CR18Day_17 @ nkjv@Genesis:31 @ RandyP comments: "O God of my father Abraham and God of my father Isaac, the LORD who said to me...". Jacob is going from one difficult situation to another (at least one that is potentially dangerous) but, he is doing it in obedience to the LORD and he is doing it in faith. His faith is that the God that guided and watched over Abraham by unconditional covenant, the God who did the same for Isaac, having commanded him to return to his father's land and of descendents numerous as the stars that the same God will guide and watch over him as well. It has to be comforting to him in a hopeful way, yet at the same time there is the manner in which he had left his brother twenty years previous. Hope often has to be strong enough to overcome rational/irrational fear (and perhaps guilt) in order to keep us obedient. What God calls us to is rarely the easiest most natural thing for us to do. It is that way so that it strengthens or faith in the process. Jacob restrengthens his faith in remembrance of covenant God had made with him and his fathers. What remembrance do we restrengthen our faith in similarity? It might be wise for us today to list those things out for future reference.

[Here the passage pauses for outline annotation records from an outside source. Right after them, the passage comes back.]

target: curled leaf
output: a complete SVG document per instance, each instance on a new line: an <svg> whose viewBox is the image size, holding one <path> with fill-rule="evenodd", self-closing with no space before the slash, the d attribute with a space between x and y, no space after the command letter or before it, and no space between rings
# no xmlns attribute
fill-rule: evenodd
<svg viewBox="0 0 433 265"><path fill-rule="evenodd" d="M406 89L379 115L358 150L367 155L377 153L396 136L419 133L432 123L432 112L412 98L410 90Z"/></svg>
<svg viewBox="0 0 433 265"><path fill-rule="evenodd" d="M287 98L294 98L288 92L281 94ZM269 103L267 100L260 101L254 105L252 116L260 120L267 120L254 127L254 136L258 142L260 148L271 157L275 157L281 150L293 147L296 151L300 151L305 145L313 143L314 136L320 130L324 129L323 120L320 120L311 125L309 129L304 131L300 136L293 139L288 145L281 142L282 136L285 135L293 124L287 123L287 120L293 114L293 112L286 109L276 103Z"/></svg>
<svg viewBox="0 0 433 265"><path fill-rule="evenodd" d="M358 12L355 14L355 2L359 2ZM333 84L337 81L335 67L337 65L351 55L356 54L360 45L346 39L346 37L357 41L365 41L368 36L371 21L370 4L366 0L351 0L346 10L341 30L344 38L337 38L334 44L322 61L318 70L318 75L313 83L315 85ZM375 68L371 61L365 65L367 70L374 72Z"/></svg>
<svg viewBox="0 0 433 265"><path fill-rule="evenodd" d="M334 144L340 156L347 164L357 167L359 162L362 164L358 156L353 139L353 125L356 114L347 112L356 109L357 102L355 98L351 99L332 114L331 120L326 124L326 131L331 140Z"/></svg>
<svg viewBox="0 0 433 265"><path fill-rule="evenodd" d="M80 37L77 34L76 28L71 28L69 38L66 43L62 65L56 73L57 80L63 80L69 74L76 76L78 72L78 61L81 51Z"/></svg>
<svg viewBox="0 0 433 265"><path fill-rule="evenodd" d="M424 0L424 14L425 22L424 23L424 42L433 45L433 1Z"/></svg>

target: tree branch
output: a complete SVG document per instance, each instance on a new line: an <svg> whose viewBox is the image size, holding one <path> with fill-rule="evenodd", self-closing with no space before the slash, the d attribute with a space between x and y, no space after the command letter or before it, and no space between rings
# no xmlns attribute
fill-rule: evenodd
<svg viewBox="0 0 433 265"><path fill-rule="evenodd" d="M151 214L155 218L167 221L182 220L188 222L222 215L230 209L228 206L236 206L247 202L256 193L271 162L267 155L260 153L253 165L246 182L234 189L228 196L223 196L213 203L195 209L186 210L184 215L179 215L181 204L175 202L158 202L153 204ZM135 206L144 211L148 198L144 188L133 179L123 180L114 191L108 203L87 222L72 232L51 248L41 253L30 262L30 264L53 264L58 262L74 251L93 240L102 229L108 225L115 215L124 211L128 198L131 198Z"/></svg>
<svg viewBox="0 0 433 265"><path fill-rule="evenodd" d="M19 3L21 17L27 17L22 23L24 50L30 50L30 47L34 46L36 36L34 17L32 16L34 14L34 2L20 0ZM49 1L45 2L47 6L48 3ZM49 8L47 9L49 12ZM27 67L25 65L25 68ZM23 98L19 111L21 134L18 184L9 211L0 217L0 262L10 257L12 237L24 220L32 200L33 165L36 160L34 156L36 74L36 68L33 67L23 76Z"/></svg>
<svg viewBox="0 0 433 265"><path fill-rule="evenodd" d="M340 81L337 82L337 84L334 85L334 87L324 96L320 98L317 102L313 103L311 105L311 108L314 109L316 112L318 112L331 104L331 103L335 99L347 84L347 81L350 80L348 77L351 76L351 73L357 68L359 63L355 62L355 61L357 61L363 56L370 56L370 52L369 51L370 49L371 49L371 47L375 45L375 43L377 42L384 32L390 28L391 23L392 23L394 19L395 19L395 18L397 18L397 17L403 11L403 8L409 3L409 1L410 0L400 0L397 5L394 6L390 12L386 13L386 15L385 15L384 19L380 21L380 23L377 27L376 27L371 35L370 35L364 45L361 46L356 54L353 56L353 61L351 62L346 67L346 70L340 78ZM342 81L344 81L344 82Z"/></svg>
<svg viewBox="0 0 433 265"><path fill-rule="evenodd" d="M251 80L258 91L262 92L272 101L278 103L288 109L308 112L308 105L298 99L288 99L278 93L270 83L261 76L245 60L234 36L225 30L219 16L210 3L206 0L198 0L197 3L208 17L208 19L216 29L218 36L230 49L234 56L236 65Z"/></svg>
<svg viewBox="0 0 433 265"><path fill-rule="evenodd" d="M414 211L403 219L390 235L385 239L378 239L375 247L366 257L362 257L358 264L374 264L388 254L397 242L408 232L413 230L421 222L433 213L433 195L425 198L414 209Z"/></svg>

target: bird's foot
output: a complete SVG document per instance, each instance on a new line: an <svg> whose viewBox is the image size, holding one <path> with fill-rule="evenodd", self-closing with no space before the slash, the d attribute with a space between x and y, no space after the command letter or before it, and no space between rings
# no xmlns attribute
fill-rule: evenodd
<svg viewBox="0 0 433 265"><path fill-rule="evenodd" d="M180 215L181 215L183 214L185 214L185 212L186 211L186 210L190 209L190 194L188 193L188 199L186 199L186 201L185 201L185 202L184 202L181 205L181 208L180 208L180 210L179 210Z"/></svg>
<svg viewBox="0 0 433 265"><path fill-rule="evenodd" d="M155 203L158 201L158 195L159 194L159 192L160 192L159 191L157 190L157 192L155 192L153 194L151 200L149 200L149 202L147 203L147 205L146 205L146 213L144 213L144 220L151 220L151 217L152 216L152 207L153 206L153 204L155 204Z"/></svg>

CR18Day_24 @ nkjv@Genesis:44 @ RandyP comments: It is interesting to see the brothers' concern now for Jacob with regard to Benjamin that they didn't have in regard to Joseph. The passage of time and regret may have something to do with it. The nearness of Jacob now to death may play apart. One would hope that the knowledge of Joseph being sold not mulled/devoured to death and the guilt of attempting to maintain their lie before their father has worn heavy on each of them. As much as I disagree with what Joseph is staging now, I sense that he is fishing for some type of indication of their regret and shame and change of heart. I do not see that Joseph has been directed by God to pursue this in this manner but, I almost feel that God is allowing him this for the sake of Joseph's own restorative process. It brings up an interesting question as to when a person obviously victimized by the sinful nature of another is given the opportunity to either retaliate else restore, how much leeway can be given for the victims own damaged nature to work itself through it's pain and confusion? Surely the victim does not have the right to sin in like fashion, sin after all is sin but, does the victim have the right to work to sort their way through it even if their restorative actions become questionable? My sense of compassion says yes. My sense of righteousness says only within constructive limits. Joseph I feel comes close to these limits by what he is staging.